I don’t know what might be causing the issue, but you might need to debug it by checking what the actual error is via gdb and the corresponding backtrace.

georgeh · February 14, 2023, 7:22pm

Hi ptrblck,

Thank you for your response! I am pasting the output of running gdb and bt below. Unfortunately I am a complete novice and have no clue what the following message might mean, of course this may be useful for anyone else who is attempting the same thing.
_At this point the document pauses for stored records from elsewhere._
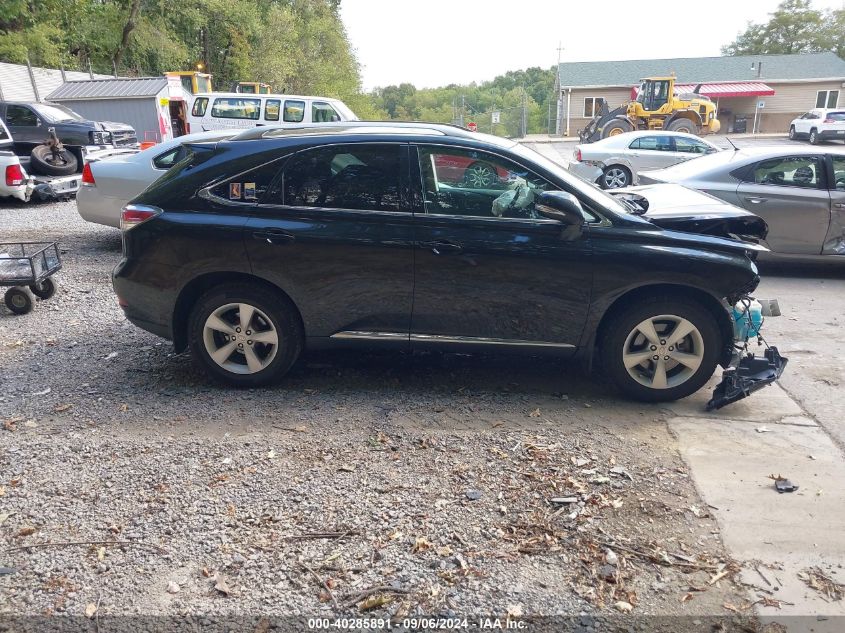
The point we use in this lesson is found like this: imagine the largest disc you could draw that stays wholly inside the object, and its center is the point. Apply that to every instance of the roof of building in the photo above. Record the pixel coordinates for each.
(129, 87)
(15, 82)
(704, 69)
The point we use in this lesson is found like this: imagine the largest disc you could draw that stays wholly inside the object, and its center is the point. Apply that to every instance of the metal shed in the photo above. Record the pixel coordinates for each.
(155, 107)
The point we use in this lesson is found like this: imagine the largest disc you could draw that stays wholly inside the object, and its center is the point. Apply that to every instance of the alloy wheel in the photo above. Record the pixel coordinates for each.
(240, 338)
(615, 177)
(663, 351)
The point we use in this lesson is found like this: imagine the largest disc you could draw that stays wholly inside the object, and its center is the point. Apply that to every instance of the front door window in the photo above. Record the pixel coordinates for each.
(472, 183)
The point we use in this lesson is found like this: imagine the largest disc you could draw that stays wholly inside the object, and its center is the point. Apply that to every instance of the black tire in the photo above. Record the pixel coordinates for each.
(480, 176)
(615, 127)
(683, 125)
(41, 162)
(274, 314)
(621, 335)
(18, 300)
(45, 289)
(615, 177)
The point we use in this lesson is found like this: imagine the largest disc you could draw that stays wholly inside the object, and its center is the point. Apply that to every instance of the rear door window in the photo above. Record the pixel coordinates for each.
(690, 146)
(200, 105)
(271, 109)
(653, 143)
(322, 112)
(357, 177)
(294, 111)
(790, 171)
(236, 108)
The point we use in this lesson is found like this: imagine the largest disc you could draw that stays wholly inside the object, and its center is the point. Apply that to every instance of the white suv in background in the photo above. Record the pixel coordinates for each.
(820, 124)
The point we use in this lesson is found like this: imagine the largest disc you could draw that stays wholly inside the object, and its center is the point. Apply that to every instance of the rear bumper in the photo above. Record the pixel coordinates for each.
(97, 208)
(827, 135)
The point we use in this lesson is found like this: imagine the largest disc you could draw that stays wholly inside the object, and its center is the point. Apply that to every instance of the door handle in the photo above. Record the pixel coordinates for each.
(274, 236)
(442, 248)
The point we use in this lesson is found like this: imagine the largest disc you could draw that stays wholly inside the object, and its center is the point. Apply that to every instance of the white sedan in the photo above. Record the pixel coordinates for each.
(107, 185)
(621, 157)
[Thread debugging using libthread_db enabled]
Using host libthread_db library “/lib/x86_64-linux-gnu/libthread_db.so.1”.
[New Thread 0x7fffe9140700 (LWP 832421)]
[New Thread 0x7fffe893f700 (LWP 832422)]
[New Thread 0x7fffe1dff700 (LWP 832423)]
[New Thread 0x7fffe15fe700 (LWP 832424)]
[New Thread 0x7fffe0dfd700 (LWP 832425)]
[New Thread 0x7fffc5fff700 (LWP 832426)]
[New Thread 0x7fffc57fe700 (LWP 832427)]
[New Thread 0x7fff3f801700 (LWP 832431)]

Thread 1 “main” received signal SIGSEGV, Segmentation fault.
0x00005555566d2fb0 in ?? ()
(gdb) bt
#0 0x00005555566d2fb0 in ?? ()
#1 0x00007fff3e7a8dc0 in ?? ()
#2 0x00007fff3e99a81c in ?? ()
#3 0x00007fff3e99a810 in ?? ()
#4 0x00007fff3e9daf58 in ?? ()
#5 0x00007ffff7d5a4eb in _Py_Dealloc (
op=) at /usr/local/src/conda/python-3.10.9/Objects/object.c:2295
#6 _Py_DECREF (op=0x555556cb1040)
at /usr/local/src/conda/python-3.10.9/Include/object.h:500
#7 _Py_XDECREF (op=0x555556cb1040)
at /usr/local/src/conda/python-3.10.9/Include/object.h:567
#8 _PyEval_EvalFrameDefault (tstate=, f=,
throwflag=)
at /usr/local/src/conda/python-3.10.9/Python/ceval.c:4280
#9 0x00007ffff7d663a7 in PyDict_GetItemWithError (key=0x7fff31550280, op=0x0)
at /usr/local/src/conda/python-3.10.9/Objects/object.c:1306
#10 _PyObject_GenericGetAttrWithDict (obj=,
name=0x7fff31550280, dict=0x0, suppress=0)
at /usr/local/src/conda/python-3.10.9/Objects/object.c:1285
#11 0x0000555555573420 in ?? ()
#12 0x00007fff3e7b02b0 in ?? ()
#13 0x00007fff31542610 in ?? ()
–Type for more, q to quit, c to continue without paging–
#14 0x00007fff3e7b02b0 in ?? ()
#15 0x00005555566d2fb0 in ?? ()
#16 0x00007fff3ea33070 in ?? ()
#17 0x00007ffff7d754c4 in PyObject_GenericGetAttr (
name=, obj=0x7fff316e7880)
at /usr/local/src/conda/python-3.10.9/Objects/object.c:1333
#18 PyObject_GetAttr (name=0x7fff3e7b02b0, v=0x7fff316e7880)
at /usr/local/src/conda/python-3.10.9/Objects/object.c:932
#19 _PyObject_GetAttrId (name=0x7ffff7fa2f30 <PyId__initializing.3>,
v=)
at /usr/local/src/conda/python-3.10.9/Objects/object.c:872
#20 PyModuleSpec_IsInitializing (
spec=)
at /usr/local/src/conda/python-3.10.9/Objects/moduleobject.c:709
#21 import_ensure_initialized (name=0x555555573ae0 <Py_FalseStruct>,
mod=0x5555566d2fb0, interp=)
at /usr/local/src/conda/python-3.10.9/Python/import.c:358
#22 PyImport_ImportModuleLevelObject (name=0x7fff3ea0af30,
globals=, locals=, fromlist=,
level=)
at /usr/local/src/conda/python-3.10.9/Python/import.c:1617
–Type for more, q to quit, c to continue without paging–
#23 0x00007ffff7d75987 in PyImport_ImportModuleLevelObject (
name=0x7fff3e79c800, globals=, locals=,
fromlist=, level=)
at /usr/local/src/conda/python-3.10.9/Include/object.h:500
#24 0x00007ffff7d818f8 in builtin___import (self=,
args=, kwds=)
at /usr/local/src/conda/python-3.10.9/Python/bltinmodule.c:272
#25 0x00007fff3e79d620 in ?? ()
#26 0x00005555566d2fb0 in ?? ()
#27 0x00007fff3ea2c9a0 in ?? ()
#28 0x0000000000000000 in ?? ()

ptrblck · February 14, 2023, 9:00pm

Unfortunately, I don’t see the root cause of the issue in the stacktrace besides a Dealloc call on an object which seems to be freed already.

ten_ko · June 20, 2023, 2:50am

Hello, I am also encountering this issue when using Cuda in Pybind embedded interpreter. Have you figured it out?